If you've got more than one child of different ages then you'll remember, or be able to see right now how the younger sibling follows their older brother or sister around everywhere. They worship everything they say and do, even when the older child quite clearly expresses the don't like it. There is a very important reason for this, and older siblings teach their younger brothers and sisters things that parents often cannot.
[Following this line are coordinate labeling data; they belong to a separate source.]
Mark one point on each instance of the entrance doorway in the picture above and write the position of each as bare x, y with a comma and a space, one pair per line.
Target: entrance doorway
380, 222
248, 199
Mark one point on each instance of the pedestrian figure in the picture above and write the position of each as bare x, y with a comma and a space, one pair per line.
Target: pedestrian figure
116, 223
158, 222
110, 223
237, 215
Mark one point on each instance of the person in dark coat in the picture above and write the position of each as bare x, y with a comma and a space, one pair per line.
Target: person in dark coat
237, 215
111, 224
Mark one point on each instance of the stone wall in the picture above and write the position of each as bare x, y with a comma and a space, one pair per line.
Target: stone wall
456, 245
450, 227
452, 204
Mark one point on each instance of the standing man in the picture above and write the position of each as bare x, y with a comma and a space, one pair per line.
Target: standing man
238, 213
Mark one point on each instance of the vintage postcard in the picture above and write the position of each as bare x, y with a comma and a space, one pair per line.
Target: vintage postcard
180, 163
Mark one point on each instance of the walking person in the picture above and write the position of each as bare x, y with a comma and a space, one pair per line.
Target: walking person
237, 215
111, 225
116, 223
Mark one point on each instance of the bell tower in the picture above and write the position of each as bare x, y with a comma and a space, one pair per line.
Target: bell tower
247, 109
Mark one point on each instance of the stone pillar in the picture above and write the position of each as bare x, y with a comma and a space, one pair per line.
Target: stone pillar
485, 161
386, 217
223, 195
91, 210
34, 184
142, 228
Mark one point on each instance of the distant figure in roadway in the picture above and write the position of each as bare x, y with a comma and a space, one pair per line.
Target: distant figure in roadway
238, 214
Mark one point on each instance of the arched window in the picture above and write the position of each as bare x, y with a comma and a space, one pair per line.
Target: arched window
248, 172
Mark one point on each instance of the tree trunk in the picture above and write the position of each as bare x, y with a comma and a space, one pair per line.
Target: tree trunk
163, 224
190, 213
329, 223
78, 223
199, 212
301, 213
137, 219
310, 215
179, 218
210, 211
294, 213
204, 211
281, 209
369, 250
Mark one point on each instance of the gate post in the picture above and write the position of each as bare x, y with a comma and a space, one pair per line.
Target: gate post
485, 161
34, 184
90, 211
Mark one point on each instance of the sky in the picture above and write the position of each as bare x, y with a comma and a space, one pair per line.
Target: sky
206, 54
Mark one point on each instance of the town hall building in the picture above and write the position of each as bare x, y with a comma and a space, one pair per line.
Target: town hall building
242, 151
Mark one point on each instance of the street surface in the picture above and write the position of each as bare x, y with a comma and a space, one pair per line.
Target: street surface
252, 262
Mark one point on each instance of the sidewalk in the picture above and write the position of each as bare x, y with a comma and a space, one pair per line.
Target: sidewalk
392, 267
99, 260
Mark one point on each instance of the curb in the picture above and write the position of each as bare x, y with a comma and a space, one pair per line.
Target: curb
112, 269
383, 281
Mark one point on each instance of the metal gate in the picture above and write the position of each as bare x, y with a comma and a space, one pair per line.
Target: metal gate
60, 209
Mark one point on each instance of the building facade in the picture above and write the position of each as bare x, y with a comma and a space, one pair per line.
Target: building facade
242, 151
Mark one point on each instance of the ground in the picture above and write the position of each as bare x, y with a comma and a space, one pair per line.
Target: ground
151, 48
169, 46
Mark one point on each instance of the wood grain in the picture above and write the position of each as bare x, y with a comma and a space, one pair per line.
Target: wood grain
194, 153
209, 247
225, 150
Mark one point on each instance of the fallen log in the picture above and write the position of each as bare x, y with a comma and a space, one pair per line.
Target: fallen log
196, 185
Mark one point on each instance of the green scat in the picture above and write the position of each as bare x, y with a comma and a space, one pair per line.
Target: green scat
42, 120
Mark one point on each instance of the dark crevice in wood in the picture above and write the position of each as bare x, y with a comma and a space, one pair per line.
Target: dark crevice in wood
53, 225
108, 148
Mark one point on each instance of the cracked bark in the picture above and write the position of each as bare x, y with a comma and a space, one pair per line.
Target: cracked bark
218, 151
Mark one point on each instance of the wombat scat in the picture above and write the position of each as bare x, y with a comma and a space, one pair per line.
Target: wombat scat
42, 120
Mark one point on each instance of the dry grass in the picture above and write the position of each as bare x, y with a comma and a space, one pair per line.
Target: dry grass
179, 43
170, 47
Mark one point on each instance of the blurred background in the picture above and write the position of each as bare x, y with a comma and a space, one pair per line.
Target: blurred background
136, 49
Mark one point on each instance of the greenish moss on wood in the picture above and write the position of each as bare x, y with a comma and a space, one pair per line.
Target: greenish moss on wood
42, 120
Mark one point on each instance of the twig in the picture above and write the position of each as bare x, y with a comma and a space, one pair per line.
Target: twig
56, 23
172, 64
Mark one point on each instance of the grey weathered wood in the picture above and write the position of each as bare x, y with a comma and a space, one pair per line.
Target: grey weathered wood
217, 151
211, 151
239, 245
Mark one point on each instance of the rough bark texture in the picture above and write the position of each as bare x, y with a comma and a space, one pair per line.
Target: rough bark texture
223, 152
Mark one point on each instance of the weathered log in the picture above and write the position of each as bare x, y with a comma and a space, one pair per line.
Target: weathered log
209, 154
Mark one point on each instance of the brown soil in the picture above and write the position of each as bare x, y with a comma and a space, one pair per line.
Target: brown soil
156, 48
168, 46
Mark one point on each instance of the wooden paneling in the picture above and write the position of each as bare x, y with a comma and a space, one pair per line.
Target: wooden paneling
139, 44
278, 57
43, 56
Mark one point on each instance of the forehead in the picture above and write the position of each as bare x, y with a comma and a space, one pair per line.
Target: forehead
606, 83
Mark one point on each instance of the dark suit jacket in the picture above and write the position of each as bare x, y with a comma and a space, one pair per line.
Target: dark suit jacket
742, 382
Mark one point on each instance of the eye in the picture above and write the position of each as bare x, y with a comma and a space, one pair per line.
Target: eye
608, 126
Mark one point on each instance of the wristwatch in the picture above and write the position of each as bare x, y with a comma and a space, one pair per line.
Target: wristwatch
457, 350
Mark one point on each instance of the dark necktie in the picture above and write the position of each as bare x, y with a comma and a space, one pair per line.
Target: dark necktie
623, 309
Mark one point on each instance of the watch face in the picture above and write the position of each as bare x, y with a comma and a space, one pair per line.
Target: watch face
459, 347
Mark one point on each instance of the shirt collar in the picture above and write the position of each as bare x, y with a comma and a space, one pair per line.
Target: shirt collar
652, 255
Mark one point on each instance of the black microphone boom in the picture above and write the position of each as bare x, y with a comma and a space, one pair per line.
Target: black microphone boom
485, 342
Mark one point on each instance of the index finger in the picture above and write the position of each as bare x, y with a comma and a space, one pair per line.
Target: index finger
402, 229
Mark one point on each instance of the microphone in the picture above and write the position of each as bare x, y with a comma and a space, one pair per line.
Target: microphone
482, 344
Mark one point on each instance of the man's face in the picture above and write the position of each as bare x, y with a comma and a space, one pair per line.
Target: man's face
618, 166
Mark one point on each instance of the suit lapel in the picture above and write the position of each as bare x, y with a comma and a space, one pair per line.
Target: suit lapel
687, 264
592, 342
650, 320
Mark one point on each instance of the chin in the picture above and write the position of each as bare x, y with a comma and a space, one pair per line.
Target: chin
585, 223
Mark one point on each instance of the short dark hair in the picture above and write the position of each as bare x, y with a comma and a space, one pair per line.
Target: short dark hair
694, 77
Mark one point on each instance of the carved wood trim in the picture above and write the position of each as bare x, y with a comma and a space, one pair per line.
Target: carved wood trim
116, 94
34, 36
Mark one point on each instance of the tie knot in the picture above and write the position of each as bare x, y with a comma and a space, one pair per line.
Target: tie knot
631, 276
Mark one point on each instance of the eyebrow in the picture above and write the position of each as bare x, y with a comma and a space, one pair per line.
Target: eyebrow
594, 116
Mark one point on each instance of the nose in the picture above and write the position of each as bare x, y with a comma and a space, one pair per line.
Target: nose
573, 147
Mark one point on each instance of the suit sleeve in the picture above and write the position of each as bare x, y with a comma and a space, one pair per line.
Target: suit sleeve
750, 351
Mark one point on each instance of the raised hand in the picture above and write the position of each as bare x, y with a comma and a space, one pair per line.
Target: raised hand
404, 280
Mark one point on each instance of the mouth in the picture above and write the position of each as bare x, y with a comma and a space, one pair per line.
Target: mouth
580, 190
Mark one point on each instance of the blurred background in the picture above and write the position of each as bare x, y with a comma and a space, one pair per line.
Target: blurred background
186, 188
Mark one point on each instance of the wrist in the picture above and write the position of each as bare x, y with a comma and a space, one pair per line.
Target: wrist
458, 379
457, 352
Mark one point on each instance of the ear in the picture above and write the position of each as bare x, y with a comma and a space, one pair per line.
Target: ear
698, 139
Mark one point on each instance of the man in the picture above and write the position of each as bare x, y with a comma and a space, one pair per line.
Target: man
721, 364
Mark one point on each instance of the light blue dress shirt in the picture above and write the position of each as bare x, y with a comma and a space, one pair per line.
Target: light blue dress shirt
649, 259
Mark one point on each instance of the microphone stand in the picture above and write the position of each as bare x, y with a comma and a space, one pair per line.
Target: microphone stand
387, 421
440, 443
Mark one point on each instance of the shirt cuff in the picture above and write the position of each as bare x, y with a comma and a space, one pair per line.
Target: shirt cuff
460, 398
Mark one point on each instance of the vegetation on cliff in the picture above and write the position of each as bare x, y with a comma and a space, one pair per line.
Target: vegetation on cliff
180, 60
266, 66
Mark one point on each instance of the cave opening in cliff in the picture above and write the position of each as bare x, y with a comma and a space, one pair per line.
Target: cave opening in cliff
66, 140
Take deception for instance. A toddler who wants some of his mum's ice cream will often ask so much she'll give in and let him have a lick. An older sibling, on the other hand, will lift the ice cream just out of reach or tease their little brother with it. This makes the toddler think 'how can I go about getting it?' and try saying 'please' or tickle their older brother until they give in. These situations often end in squabbles, but it's these squabbles that teach younger siblings the basics of human emotions. A parent will hide their upset from a little one to stop them getting upset too, but an older brother or sister will let loose, having tantrums and crying no matter who watches.
Displays of more 'grown up' emotions from older siblings also prepare younger siblings for when they experience them too. For instance, if a 6 year old girl goes into her mother's jewellery box when she's not allowed she might get told off in front of her 2 year old brother. From seeing his crying sister, the 2 year old now knows not to go in his Mother's jewellery box or he will get told off too.
Because older brothers and sisters have little desire to protect their younger siblings they will expose them to the social situations that parents try not to express. Older siblings will show younger ones something 'naughty' and blackmail them so they don't tell their parents. This teaches the younger child so many things: how to keep a secret, that this thing is naughty and (hopefully) they might feel it unfair to be blackmailed and learn it is bad.
It might seem like the older sibling is being a bad influence on the younger one, but it's not all bad. Siblings will often share with their younger brothers and sisters and one classic example is that they play the overly energetic and silly games with them that adults refuse to. In fact, older brothers and sisters teach their subordinates how to interact better with other humans, how to get what they want and how to express their emotions better.
Don't worry about the oldest child here though. They will learn all these social qualities from their friends and to a certain degree from you, the parents. More often than not, the oldest child in the family will be more academically successful and with a higher IQ, rather than particularly socially apt or ethically minded.